So glad to hear about all the babies being born. Dominic is now 3 weeks old crazy to think he wasnt even suppose to be delivered by csection for another 3 days and wasnt even due for another 10. He is finally 5lbs 4.3oz!!! Cant wait for us all to have our little babies. Congrats to us all!!!

First pic is Dominic right after birth 4lbs 12.8 oz. 2nd is the other day 5lbs 4.3 oz
 



Attached Files:







20140816_090511.jpg
File size: 29.9 KB
Views: 4









IMG_92121846160733.jpg
File size: 27.2 KB
Views: 4


----------



## BabsJ

No more bump but a little boy Zackery Stephen Albertus was on by an emergency C-section on September the 3rd of 2014 at 09:15 am.
 



Attached Files:







7 sept 2014 (2).jpg
File size: 26 KB
Views: 3


----------



## RosieRosieP

Little late in joining as only just found this thread oops...today is my due date and we are expecting a girl x


----------



## Naaxi

Look at all these beautiful babies!
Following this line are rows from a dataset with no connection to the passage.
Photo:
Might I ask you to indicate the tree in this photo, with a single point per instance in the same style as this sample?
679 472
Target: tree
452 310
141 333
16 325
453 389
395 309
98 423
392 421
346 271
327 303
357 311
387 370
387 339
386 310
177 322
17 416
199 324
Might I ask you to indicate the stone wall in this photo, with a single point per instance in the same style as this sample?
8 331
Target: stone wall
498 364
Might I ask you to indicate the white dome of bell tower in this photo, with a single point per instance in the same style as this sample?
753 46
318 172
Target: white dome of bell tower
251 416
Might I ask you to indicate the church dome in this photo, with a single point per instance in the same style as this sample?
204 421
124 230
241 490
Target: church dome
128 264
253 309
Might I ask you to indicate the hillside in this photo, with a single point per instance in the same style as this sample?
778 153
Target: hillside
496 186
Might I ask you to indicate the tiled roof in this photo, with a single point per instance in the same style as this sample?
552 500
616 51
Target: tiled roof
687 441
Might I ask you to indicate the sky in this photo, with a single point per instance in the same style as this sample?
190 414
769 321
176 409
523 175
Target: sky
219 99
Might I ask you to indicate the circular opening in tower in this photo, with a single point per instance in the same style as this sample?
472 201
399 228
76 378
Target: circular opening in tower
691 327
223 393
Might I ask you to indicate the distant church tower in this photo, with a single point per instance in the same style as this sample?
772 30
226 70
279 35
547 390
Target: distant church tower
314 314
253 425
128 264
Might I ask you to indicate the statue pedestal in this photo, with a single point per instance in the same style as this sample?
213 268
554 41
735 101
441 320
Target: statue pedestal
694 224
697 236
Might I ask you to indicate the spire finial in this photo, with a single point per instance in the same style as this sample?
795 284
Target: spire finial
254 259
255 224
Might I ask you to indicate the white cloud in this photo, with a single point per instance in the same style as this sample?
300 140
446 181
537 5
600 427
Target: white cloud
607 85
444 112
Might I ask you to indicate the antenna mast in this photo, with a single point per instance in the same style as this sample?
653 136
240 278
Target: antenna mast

So lovely. Congrats, mamas!


----------



## whigfield

Finn arrived on Fri 12th September at 8.05 am at 37+4 weeks weighing 6lbs 5oz after an emergency section. :flower:

Waters went on Friday at 00.00 after I got up to go for a wee and luckily was still sitting on the toilet when the first gush happened. More came after that and didn't stop for hours in the end so we went in. Contractions started immediately at the hospital but I was advised to go home and wait it out there. Something told me not to though and I refused. Had a bath which dI'd absolutely nothing :haha: and had more and more contractions which got longer and closer together. Got to try out some gas and air (which I clung to for the rest of the labour) and had my first examination. Immediately she told my husband to pull the emergency cord and I stared panicking. She said she could feel the cord first above the baby's head. Crash team flooded in and I was examined by a doctor who confirmed it wasn't the cord - it was his foot and he was breech!! Was taken down to theatre and after 45 minutes of attempts to get the spinal in they went to town, and 15 mins into the op they pulled out our little boy. :cloud9:


----------



## purplerat

Congratulations! X


----------



## bananabump

Congratulations on all the new beautiful babies! I can't believe it's September already! Just updated the front page xx


----------



## laurabe

Hopefully I'll! Be updating soon. I'm 40+4 and going insane at the waiting lol


----------



## loveandterror

I'm 39+6 according to scans ( 39+0 according to my ovulation date) and am worried about my midwives pressuring me into induction as they don't want me to go over 42+0. I'm going to decline a sweep tomorrow, but they have a second one planned as well on the 23rd, when I would be 40weeks by my calculation. 
I have no signs of labour yet and believe that my calculation is more accurate than the scan ones , that are just an estimate. 
Not sure what's gonna happen. I'd really like to have no intervention at all. Anyone else in the same position?


----------



## bananabump

RosieRosieP said:


> Little late in joining as only just found this thread oops...today is my due date and we are expecting a girl x

Added you to the front page.. not much longer to wait now! X


----------



## MgreenM

just got home from my weekly appointment. I am 1cm dilated and 70% effaced. I am ready for this baby to get here!


----------



## jessicasmum

Baby Jasmine Ivy Ella was born 15th September at 10:45 am, she weighs 9 pounds 8 and half ounces. She was born by C-section and with the spinal not having the right affect for me I had to be put to sleep. I have only just got home so will upload picture at some stage.


----------



## RaspberryK

Congratulations lots of babiesxx


----------



## loopy82

Sorry to be a pain but I've just noticed that Corben is down as the 29th on the front page but he was born on the 28th :)


----------



## Graceyous

My little man Dion was born on 21st September at 4.02pm! Weighing 7 lbs111 oz (3.5kg)... After water broke on Friday evening we still had a long wait until he was ready to join us. A dramatic and sometimes worrying labour/birth, but he finally made it safe and sound. 
Congratulations / best wishes to all the September group.


----------



## babylove x

I forgot to update !
Carter was born 8:01 pm on 9/11!!!!


I went into labor on 38+6! I went to triage after having regular contractions all day that got to 2 minutes apart (not very painful) & was sent home at 1 cm barely thinned, and baby wasn't engaged at all! 1.5 hrs after being sent home my water broke at Olive Garden, contractions INSTANTLY picked up and became hard to talk thru, went straight back to triage (630 pm) and I was at 7 cm!!!! He was born naturally (not by choice :haha: ) at 8:01 pm on September 11 after 2 pushes, 7ib13oz and 20in! 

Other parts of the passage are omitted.